The Body as Archive and as Compass
Interoception is the art of listening to sensations that arise from within, the way the body sends signals about its internal state through the language of sensation. Research shows it plays a central role in emotional regulation, decision-making, and wellbeing.
Here's what stopped me: studies have found that women report more attention to interoceptive signals than men, and yet are less accurate at perceiving them. We're paying attention. We have always been paying attention. But a lifetime of being told that our experience requires external validation, that statistics matter more than symptoms, that the chart matters more than the feeling, has created a gap between sensing and trusting that most of us don't even know is there.
We love science. We should. But science, as it's currently constructed, was not built with us (ahem, women) as the baseline. And when your experience is an outlier, when your body is telling you something the data doesn't account for, you've been trained to believe the data.
To brush off what you know and wait for permission to trust yourself.
The body kept the score, yes. But it was also keeping inventory of every longing you filed away, every boundary you overrode, every truth you quieted because no one else could confirm it. It didn't forget. It's been waiting.
What Psilocybin Does to the Noise
Psilocybin temporarily reduces activity in the default mode network. That's the part of the brain associated with self-referential thoughts and ego processing. The part that has absorbed a lifetime of instructions about who you're supposed to be, how much space you're allowed, and whose voice counts as authority.
When that quiets, something underneath gets louder.
Women I work with often describe this not as revelation but as recognition. Not I never knew this but instead DAMN, I always knew this. A grief that had no name until it finally did, a decision that had been made long before the mind was willing to admit it. A sensation of putting something down they hadn't realized they were carrying. The body, finally allowed to speak without deferring to someone else's interpretation of what it meant.
Research on psilocybin treatment has found that participants describe expanded access to self through non-verbal and somatic responses during sessions, experiences that years of talk therapy and bodywork hadn't reached. That tracks. No shame to talk therapy; it's done real work for many people (myself included). But talk therapy works within the same system that learned to perform, to qualify, to check its own experience against external approval before trusting it. The body holds what got edited out.

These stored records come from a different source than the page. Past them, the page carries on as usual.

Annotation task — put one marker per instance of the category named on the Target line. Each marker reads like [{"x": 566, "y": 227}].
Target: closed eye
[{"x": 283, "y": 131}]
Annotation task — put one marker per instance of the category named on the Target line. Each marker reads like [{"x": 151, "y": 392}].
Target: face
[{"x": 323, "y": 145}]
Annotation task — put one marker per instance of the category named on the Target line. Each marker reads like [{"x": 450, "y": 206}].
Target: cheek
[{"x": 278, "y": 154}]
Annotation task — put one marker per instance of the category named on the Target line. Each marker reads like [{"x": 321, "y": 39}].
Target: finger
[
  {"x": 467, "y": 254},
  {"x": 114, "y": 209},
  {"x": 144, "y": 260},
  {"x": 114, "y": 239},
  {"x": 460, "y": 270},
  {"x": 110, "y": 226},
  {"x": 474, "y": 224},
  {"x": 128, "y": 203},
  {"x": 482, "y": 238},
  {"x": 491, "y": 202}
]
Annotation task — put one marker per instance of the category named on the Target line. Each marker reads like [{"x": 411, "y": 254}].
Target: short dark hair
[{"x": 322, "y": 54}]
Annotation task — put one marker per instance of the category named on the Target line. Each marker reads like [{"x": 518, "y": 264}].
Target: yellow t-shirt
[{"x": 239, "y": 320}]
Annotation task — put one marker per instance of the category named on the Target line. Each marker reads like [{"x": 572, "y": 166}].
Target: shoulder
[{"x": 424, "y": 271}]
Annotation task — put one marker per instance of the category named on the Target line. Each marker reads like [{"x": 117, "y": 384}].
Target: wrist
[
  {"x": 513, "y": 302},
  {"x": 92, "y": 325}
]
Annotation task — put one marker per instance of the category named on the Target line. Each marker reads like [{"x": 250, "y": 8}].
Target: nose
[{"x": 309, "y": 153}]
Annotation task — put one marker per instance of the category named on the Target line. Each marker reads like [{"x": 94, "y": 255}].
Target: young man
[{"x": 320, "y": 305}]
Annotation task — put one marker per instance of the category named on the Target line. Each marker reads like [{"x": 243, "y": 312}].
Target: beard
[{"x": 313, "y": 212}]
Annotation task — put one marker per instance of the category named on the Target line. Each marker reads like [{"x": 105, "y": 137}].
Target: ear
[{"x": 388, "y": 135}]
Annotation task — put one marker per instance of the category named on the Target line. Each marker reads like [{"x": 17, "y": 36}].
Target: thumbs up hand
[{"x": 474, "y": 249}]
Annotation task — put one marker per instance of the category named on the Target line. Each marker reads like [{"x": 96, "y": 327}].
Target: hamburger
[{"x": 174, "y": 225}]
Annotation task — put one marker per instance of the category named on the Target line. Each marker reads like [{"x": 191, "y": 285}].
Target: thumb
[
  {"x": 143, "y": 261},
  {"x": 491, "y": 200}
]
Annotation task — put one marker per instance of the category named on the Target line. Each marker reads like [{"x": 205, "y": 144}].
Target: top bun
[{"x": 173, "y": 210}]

Repossession, Not Recovery
This is where I want to be careful with language. What psilocybin work opens up isn't healing in the way we usually mean it- as if there's a wound to close, a deficit to correct. What it opens up is closer to repossession. A reclaiming of a body that was colonized, quietly and thoroughly, by everyone else's instructions, including the instruction that everyone else knows better.
We as women are NOT broken but just exhausted from the performance. And we're tired of being outliers in our own experience.
In the integration period after a journey, the work isn't analysis. It's continued conversation with a body that just, maybe for the first time, got to say something true without immediately being fact-checked. Effective integration includes somatic practices and creative expression; ways of staying in contact with what emerged and translating it into daily life. Not because the insights will fade if you don't capture them, but because the body learned to go quiet when it wasn't believed. Staying in conversation is how you teach it that this time, it's allowed to keep talking.
The map was always there. You were just taught it needed a second opinion.